One summer a lil over 3 years ago I took two twenty-years-old guys cat-fishing. We caught shad with a cast-net and made one hell of a mess out of my trot-lines. These guys were expert fishermen and didn't need some old fucker telling them how...until the lines were so fucking tangled I had to just toss the trot-lines.

Then we got back to camp and tried to leave. The head-lights on the truck didn't work and the two chuckleheads I was with had an appointment in town that afternoon. (it was raining) Probably girls... So the two fishing experts who just effed up my trot-lines start tearing into the wiring on my truck like they're going to fix it. I mean crawling under the rear bumper and un-taping everything. I went ballistic and said the headlights are on the fucking front of the truck and ran them off. Made them get a ride home...I was so pissed. The problem was a relay switch under the dashboard. I figured it out after they left. Their ride said he wanted to kick my azz and I invited him to try.

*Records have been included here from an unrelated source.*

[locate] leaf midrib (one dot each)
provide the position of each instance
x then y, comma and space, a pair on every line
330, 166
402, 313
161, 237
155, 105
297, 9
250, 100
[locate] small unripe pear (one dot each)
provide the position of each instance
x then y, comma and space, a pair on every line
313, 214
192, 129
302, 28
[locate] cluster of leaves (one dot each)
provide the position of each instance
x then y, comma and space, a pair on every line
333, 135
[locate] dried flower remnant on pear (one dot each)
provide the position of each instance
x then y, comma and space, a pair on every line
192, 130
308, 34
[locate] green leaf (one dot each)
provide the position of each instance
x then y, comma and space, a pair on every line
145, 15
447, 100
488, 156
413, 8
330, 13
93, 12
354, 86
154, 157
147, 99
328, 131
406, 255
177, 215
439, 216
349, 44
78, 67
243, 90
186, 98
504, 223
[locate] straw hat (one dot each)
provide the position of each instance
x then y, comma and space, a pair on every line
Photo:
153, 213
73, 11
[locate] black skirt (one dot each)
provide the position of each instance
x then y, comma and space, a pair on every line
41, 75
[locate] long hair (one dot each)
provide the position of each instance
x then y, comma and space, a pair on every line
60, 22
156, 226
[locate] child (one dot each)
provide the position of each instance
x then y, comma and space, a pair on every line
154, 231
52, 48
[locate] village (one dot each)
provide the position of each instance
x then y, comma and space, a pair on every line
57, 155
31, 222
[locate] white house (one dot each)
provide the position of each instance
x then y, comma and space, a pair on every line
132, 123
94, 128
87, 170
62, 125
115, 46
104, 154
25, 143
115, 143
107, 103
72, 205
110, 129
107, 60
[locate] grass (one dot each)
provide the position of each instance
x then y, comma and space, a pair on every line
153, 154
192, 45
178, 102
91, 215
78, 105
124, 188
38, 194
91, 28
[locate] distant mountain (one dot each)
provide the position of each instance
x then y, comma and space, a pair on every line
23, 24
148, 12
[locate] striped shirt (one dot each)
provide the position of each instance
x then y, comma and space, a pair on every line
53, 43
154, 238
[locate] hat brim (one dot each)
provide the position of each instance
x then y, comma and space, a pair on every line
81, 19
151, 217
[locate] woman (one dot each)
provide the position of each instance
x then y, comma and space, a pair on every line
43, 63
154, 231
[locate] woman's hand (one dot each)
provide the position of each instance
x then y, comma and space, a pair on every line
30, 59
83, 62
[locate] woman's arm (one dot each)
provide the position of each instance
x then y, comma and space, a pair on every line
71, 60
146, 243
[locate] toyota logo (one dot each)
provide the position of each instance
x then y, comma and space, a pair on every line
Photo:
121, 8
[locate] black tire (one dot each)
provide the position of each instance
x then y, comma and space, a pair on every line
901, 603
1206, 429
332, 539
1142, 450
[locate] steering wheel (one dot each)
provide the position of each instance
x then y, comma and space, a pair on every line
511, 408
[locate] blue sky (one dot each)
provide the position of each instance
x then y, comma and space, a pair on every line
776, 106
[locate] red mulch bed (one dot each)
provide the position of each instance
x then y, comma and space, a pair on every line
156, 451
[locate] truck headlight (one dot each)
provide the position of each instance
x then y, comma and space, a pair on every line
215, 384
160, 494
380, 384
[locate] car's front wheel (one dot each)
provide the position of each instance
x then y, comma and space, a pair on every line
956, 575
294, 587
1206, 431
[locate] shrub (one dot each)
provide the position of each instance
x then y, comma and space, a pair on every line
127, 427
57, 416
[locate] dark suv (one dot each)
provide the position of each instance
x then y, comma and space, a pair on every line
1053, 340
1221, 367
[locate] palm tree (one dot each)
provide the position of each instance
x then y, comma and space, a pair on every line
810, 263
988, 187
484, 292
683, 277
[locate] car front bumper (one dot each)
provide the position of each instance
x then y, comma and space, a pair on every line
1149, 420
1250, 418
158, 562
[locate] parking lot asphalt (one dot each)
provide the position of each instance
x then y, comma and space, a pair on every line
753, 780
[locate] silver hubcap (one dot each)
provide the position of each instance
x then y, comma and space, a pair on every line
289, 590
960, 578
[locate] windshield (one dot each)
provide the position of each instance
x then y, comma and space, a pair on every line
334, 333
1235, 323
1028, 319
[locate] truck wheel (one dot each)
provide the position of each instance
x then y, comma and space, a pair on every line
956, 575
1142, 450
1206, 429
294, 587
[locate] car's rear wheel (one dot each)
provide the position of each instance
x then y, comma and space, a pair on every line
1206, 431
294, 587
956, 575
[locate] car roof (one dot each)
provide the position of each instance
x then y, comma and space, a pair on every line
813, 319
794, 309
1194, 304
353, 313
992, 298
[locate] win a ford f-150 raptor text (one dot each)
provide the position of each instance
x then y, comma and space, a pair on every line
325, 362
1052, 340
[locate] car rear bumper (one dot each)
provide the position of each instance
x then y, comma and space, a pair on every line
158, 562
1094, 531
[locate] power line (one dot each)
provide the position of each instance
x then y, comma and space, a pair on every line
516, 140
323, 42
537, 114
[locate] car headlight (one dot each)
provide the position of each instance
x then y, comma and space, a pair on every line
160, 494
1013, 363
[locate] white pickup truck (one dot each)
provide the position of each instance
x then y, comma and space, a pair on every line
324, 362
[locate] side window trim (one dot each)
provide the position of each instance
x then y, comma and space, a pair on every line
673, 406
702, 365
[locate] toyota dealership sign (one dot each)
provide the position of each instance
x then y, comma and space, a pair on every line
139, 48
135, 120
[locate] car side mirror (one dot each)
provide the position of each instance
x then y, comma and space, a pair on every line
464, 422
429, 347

THAT was the day I admitted I'm old. IT SUCKED!
After I admitted it, things got WAY easier. I let my help do anything heavy for me and they seem to like it that way. :thumbsup:



my old man still claims he doesn't need glasses. claims his eyes are just as good as when he was 20. problem is, he can't read shit unless it is magnified 20 times or he holds it out as far as he can. that said, he can still hit a gnat's ass at 50 paces with a rifle.